Tratamento diferente para casos absolutamente iguais.
Barbosa decretou segredo de Justiça para
o processo da primeira instância, que ficou lá, desconhecido de todos, até 31
de outubro do ano passado, quando a Folha de S. Paulo publicou uma matéria se
referindo a isso (“Mensalão provoca a quebra de sigilo de ex-executivos do
BB”). Faltavam poucos dias para a definição da pena dos condenados, entre eles
Pizzolato, e seu advogado dependia de Barbosa para que o juiz da 12ª Vara desse
acesso aos autos do processo, já que foi o ministro do STF que decretou o
sigilo.
O relator da AP 470 interrompera o
julgamento para ir à Alemanha, para tratamento de saúde. Na sua ausência, o
requerimento do advogado teria que ser analisado pelo revisor da ação, Ricardo
Lewandowski. Barbosa não deixou. Por telefone, deu ordens à sua assessoria que
analisaria o pedido quando voltasse.
Quando voltou, Barbosa não respondeu ao
pedido. Continuou o julgamento. No dia 21 de novembro, Pizzolato recebeu a
pena, sem que seu advogado conseguisse ter acesso ao processo que, pelo simples
fato de existir, provava que o ex-diretor do BB não tomou decisões sozinho – e
essa, afinal, foi a base da argumentação de todo o processo de mensalão (um
petista dentro de um banco público desvia dinheiro para suprir um esquema de
compra de votos no Congresso feito pelo seu partido).
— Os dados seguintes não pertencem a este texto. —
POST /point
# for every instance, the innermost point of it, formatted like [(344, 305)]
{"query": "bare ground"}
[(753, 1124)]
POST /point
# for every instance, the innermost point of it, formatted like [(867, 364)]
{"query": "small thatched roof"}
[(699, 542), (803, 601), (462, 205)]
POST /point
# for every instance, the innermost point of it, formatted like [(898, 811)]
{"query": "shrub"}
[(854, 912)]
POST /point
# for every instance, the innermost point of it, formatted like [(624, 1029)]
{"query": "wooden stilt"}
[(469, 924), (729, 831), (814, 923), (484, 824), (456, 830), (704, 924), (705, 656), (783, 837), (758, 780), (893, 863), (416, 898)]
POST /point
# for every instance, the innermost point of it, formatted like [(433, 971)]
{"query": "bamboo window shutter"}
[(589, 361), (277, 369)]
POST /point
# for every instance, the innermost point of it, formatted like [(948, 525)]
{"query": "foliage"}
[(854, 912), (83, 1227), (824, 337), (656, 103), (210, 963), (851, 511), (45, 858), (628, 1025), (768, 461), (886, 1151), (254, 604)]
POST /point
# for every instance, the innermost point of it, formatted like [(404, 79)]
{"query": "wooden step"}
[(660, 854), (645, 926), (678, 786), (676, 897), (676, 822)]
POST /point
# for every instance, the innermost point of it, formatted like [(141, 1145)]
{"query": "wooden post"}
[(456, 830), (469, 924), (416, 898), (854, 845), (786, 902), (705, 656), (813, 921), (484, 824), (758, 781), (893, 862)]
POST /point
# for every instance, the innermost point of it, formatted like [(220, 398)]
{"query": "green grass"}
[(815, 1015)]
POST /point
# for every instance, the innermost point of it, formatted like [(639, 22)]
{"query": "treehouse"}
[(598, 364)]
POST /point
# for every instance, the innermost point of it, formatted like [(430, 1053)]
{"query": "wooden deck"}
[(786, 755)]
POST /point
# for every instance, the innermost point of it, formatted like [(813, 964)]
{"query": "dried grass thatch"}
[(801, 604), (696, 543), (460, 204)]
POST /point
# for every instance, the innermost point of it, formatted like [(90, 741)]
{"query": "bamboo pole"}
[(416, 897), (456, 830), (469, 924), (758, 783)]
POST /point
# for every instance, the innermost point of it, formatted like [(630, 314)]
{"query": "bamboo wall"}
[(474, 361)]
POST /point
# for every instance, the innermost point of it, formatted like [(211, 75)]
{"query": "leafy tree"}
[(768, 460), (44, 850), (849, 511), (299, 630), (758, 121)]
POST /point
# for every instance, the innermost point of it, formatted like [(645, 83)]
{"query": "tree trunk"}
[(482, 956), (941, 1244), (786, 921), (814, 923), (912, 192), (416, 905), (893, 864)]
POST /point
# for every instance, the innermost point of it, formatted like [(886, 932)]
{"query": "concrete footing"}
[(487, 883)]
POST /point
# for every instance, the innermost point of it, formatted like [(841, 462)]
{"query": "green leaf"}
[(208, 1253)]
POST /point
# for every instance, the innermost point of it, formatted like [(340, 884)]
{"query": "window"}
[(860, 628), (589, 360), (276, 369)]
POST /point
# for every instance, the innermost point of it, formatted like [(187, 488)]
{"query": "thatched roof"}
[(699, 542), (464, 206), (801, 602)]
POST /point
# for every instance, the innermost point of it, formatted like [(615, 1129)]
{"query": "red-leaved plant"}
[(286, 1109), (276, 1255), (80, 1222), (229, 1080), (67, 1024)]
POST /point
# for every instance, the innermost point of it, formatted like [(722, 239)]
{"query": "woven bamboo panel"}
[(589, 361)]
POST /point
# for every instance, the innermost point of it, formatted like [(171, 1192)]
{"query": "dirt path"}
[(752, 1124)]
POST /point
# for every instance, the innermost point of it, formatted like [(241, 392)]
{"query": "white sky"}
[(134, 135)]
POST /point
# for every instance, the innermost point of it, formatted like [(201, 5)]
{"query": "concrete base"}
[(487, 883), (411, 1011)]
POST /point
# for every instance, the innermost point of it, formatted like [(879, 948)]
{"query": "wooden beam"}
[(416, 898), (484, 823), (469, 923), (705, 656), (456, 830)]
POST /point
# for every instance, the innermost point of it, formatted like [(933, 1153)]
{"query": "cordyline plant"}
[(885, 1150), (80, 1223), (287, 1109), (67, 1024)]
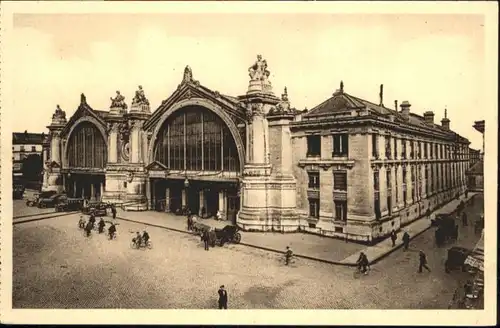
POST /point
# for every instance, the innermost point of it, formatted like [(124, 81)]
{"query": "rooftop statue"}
[(59, 113), (140, 97), (118, 101), (258, 71), (188, 75)]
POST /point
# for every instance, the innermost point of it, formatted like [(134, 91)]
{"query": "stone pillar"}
[(183, 197), (222, 202), (167, 199), (113, 144)]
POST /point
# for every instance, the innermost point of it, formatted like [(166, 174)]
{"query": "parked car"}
[(51, 201), (456, 259), (69, 204), (18, 191), (33, 201)]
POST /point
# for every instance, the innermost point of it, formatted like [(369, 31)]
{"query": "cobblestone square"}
[(55, 266)]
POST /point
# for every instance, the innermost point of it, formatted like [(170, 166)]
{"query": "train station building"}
[(347, 168)]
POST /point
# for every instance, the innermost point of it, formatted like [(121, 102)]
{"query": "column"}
[(222, 208), (202, 202), (113, 144), (167, 200), (183, 197)]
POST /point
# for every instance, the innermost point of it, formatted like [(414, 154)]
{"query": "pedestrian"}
[(464, 219), (222, 298), (422, 262), (288, 255), (393, 237), (205, 237), (406, 240)]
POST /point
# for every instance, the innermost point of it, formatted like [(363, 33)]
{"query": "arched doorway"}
[(86, 158), (199, 152)]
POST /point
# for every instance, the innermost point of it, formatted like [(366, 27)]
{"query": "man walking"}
[(422, 262), (393, 238), (406, 240), (205, 237), (464, 219), (222, 298)]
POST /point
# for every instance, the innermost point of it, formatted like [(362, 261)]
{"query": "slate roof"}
[(344, 102), (25, 138), (477, 169)]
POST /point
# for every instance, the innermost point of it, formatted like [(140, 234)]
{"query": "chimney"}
[(405, 109), (445, 122), (381, 95), (429, 117)]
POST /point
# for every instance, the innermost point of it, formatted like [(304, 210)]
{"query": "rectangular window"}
[(313, 180), (340, 181), (313, 146), (378, 214), (395, 148), (388, 147), (340, 145), (341, 210), (314, 207), (403, 153), (375, 146)]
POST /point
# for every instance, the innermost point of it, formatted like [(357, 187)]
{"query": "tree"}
[(32, 167)]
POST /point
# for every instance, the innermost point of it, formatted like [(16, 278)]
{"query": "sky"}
[(434, 61)]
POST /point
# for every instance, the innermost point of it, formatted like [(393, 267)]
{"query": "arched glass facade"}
[(196, 139), (86, 147)]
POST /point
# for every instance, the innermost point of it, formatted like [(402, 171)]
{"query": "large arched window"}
[(196, 139), (86, 147)]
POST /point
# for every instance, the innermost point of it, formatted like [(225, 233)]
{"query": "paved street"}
[(55, 266)]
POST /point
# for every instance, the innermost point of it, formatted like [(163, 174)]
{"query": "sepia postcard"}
[(248, 162)]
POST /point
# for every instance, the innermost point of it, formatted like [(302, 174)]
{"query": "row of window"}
[(22, 148), (340, 145), (447, 180), (418, 149)]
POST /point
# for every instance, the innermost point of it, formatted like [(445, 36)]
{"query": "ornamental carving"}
[(118, 101), (140, 98)]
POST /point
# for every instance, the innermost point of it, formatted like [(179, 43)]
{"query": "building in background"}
[(347, 168), (27, 157), (475, 174)]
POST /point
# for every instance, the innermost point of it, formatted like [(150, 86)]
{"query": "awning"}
[(476, 259)]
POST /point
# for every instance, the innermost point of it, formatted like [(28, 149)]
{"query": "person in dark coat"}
[(406, 240), (465, 223), (88, 228), (393, 238), (101, 226), (205, 238), (222, 298), (422, 262)]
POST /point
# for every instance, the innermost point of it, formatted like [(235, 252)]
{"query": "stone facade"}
[(319, 171)]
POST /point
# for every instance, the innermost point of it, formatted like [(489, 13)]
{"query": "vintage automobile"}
[(33, 201), (18, 191), (96, 208), (50, 201), (228, 234), (70, 204), (456, 259)]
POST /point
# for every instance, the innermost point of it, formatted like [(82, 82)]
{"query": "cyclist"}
[(288, 255)]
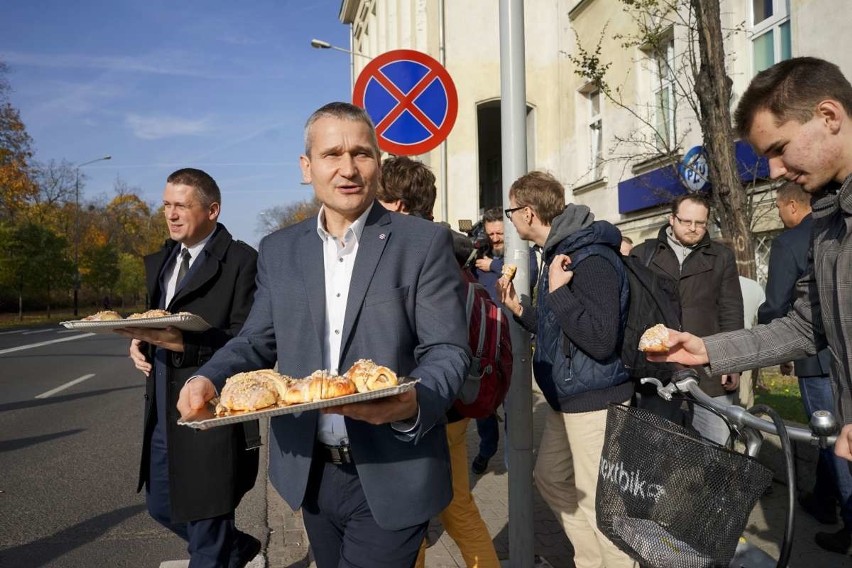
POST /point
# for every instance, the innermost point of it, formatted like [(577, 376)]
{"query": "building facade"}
[(622, 145)]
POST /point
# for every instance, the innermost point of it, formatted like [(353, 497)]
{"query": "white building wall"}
[(560, 142)]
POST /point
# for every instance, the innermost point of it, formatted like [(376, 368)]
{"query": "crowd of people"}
[(372, 276)]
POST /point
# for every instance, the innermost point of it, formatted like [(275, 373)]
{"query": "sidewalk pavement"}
[(286, 544)]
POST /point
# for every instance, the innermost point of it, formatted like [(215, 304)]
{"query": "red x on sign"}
[(411, 99)]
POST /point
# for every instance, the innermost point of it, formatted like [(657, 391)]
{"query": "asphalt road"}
[(69, 454)]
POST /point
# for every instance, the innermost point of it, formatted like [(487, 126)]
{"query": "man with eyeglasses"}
[(710, 297)]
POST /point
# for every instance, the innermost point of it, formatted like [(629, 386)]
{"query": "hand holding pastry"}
[(560, 273), (380, 411), (193, 399), (138, 358), (170, 338), (508, 296), (508, 272)]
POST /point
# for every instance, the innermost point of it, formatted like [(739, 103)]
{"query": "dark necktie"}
[(184, 266)]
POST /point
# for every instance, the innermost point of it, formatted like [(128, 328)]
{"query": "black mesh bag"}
[(669, 498)]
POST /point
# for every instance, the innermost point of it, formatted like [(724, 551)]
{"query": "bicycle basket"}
[(669, 498)]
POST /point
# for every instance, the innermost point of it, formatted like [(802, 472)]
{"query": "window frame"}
[(772, 24)]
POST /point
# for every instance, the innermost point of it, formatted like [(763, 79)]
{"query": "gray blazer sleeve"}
[(796, 335)]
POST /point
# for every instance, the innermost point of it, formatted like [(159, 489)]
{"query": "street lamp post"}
[(77, 229), (320, 44)]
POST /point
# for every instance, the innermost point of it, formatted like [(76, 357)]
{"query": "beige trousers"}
[(566, 474)]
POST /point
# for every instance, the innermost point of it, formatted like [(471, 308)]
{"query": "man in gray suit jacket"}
[(356, 282), (798, 113)]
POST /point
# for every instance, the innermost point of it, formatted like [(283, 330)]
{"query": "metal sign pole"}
[(519, 402)]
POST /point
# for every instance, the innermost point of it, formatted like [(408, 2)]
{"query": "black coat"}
[(209, 471), (711, 299), (788, 260)]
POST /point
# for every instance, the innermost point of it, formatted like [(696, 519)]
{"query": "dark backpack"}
[(490, 373), (654, 298)]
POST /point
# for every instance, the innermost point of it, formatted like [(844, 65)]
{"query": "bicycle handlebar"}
[(823, 426)]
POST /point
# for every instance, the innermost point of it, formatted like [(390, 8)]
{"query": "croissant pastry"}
[(155, 313), (655, 339), (369, 376)]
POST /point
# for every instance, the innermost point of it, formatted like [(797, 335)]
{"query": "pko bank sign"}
[(661, 185), (694, 171)]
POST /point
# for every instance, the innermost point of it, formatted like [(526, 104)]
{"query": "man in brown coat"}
[(710, 298)]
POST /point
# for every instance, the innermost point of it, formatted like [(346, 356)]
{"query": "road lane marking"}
[(32, 345), (65, 386)]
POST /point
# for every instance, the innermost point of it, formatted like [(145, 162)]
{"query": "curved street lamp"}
[(320, 44), (77, 227)]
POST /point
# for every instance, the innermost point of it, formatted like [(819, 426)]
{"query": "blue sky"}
[(219, 85)]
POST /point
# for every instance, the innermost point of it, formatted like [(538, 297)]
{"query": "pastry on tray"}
[(655, 339), (106, 315)]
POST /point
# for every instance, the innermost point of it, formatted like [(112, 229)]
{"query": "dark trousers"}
[(341, 527), (833, 481), (212, 543)]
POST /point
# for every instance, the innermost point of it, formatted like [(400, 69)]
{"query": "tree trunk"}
[(713, 87)]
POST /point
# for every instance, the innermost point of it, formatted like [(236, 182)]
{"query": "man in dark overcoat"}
[(194, 480)]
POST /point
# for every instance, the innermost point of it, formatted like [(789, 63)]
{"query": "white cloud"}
[(157, 127), (162, 62)]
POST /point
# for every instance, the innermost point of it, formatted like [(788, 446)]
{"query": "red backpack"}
[(491, 367)]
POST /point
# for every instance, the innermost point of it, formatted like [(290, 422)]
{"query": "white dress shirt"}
[(338, 261), (194, 251)]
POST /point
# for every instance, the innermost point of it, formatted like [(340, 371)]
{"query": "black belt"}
[(337, 455)]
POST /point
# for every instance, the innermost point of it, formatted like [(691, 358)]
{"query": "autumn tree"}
[(100, 267), (16, 187), (282, 216), (131, 279), (35, 265)]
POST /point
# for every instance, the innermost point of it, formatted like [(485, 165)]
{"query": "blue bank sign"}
[(663, 184), (694, 171)]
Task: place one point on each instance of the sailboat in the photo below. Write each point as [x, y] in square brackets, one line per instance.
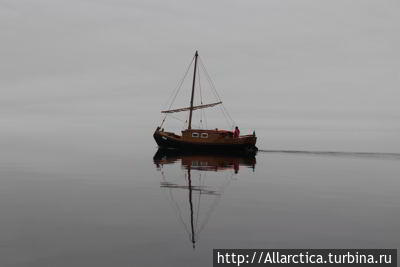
[196, 139]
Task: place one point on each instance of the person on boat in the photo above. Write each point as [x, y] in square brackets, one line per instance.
[236, 133]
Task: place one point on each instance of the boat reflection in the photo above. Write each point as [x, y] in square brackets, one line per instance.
[204, 176]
No dia 17 de dezembro, quando o STF
fazia as últimas reuniões do julgamento para decidir a pena dos condenados,
Barbosa foi obrigado a dar ciência ao plenário de um agravo regimental do
advogado de Pizzolato. No meio da sessão, anunciou “pequenos problemas a
resolver” e mencionou um “agravo regimental do réu Henrique Pizzolato que já
resolvemos”. No final da sessão, voltou ao assunto, informando que decidira
sozinho indeferir o pedido, já que “ele (Pizzolato) pediu vistas a um processo
que não tramita no Supremo”.
O único ministro que parece ter
entendido que o assunto não era tão banal quanto falava Barbosa foi Marco
Aurélio Mello.
Mello: “O incidente (que motivou o
agravo) diz respeito a que processo? Ao revelador da Ação Penal nº 470?”
Barbosa: “Não”.
Mello: “É um processo que ainda está em
curso, é isso?”
Barbosa: “São desdobramentos desta Ação
Penal. Há inúmeros procedimentos em curso.”
Mello: “Pois é, mas teríamos que
apregoar esse outro processo que ainda está em curso, porque o julgamento da
Ação Penal nº 470 está praticamente encerrado, não é?”
Barbosa: “É, eu acredito que isso deve
ser tido como motivação…”
Mello: “Receio que a inserção dessa
decisão no julgamento da Ação Penal nº 470 acabe motivando a interposição de
embargos declaratórios.”
Barbosa: “Pois é. Mas enfim, eu estou
indeferindo.”
Segue-se uma tentativa de Marco Aurélio
de obter mais informações sobre o processo, e de prevenir o ministro Barbosa
que ele abria brechas para embargos futuros, se o tema fosse relacionado.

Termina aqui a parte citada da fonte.